Network dismantling aims to maximize the disintegration of a network by removing a specific set of nodes or edges and is applied to various tasks in diverse domains, such as cracking down on crime organizations, delaying the propagation of rumors, and blocking the transmission of viruses. Most of the current network dismantling methods are tailored for unsigned networks, which only consider the connection between nodes without evaluating the nature of the relationships, such as friendship/hostility, enhancing/repressing, and trust/distrust. We here propose an embedding-based algorithm, namely ESND, to solve the signed network dismantling problem. The algorithm generally iterates the following four steps, i.e., giant component detection, network embedding, node clustering, and removal node selection. To illustrate the efficacy and stability of ESND, we conduct extensive experiments on six signed network datasets as well as null models, and compare the performance of our method with baselines. Experimental results consistently show that the proposed ESND is superior to the baselines and displays stable performance with the change in the network structure. Additionally, we examine the impact of sign proportions on network robustness via ESND, observing that networks with a high ratio of negative edges are generally easier to dismantle than networks with high positive edges.

Figures (7)

• Figure 1: Framework of ESND. The solid black lines represent positive edges, the red dashed lines indicate negative edges, $q$ represents the fraction of the removed nodes, and $q_r$ is a threshold value indicating when we will stop the algorithm.

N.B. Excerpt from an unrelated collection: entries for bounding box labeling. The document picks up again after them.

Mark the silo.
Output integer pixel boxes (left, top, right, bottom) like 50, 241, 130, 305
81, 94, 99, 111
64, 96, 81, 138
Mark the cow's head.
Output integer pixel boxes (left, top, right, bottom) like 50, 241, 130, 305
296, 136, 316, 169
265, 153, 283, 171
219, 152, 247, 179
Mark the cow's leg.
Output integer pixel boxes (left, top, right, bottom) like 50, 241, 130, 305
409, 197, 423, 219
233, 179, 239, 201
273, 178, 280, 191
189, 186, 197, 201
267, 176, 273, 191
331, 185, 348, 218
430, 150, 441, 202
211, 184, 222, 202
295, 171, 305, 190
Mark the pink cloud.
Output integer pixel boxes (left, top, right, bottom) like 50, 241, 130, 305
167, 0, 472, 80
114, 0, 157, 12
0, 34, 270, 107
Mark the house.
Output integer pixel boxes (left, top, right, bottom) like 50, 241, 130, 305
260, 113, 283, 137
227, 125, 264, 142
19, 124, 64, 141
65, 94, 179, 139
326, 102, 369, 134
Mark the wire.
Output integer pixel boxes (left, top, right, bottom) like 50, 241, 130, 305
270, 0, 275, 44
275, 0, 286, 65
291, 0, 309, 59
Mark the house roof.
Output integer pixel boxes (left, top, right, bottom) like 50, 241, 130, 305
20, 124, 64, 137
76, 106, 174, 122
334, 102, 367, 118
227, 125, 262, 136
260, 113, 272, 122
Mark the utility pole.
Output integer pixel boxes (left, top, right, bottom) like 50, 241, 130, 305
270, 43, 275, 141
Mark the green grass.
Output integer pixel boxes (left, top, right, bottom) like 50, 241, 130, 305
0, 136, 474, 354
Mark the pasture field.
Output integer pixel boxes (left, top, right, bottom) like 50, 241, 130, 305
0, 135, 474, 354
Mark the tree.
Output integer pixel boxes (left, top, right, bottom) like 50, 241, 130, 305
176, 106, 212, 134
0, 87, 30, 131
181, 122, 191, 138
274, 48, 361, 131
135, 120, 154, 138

• Figure 2: Performance of ESND under different parameter settings. The x-axis indicates the number of clusters $k$ and the y-axis shows the performance of network dismantling. Different curves show the use of different values of dimension $d$ in the embedding procedure. We show results for: (a)Bitcoinalpha; (b)Bitcoinotc; (c)WikiVote; (d)Slashdot; (e)Reddit; (f)Epinions.
• Figure 3: Comparison of ESND with baselines on signed networks: (a)Bitcoinalpha; (b)Bitcoinotc; (c)WikiVote; (d)Slashdot; (e)Reddit; (f)Epinions. X-axis shows the fraction of nodes removed and y-axis means the ratio of nodes in the giant component after node removal.
• Figure 4: Analysis of differences between removal node sequences generated by different methods. Each square represents the Kendall correlation coefficient between the removed node sequences generated by the corresponding pair of methods. We show the results for the following signed networks: (a) Bitcoinalpha; (b) Bitcoinotc; (c) WikiVote; (d) Slashdot; (e) Reddit; (f) Epinions.
• Figure 5: Toy examples of null models of a signed network. Solid lines represent positive edges, and dotted lines represent negative edges.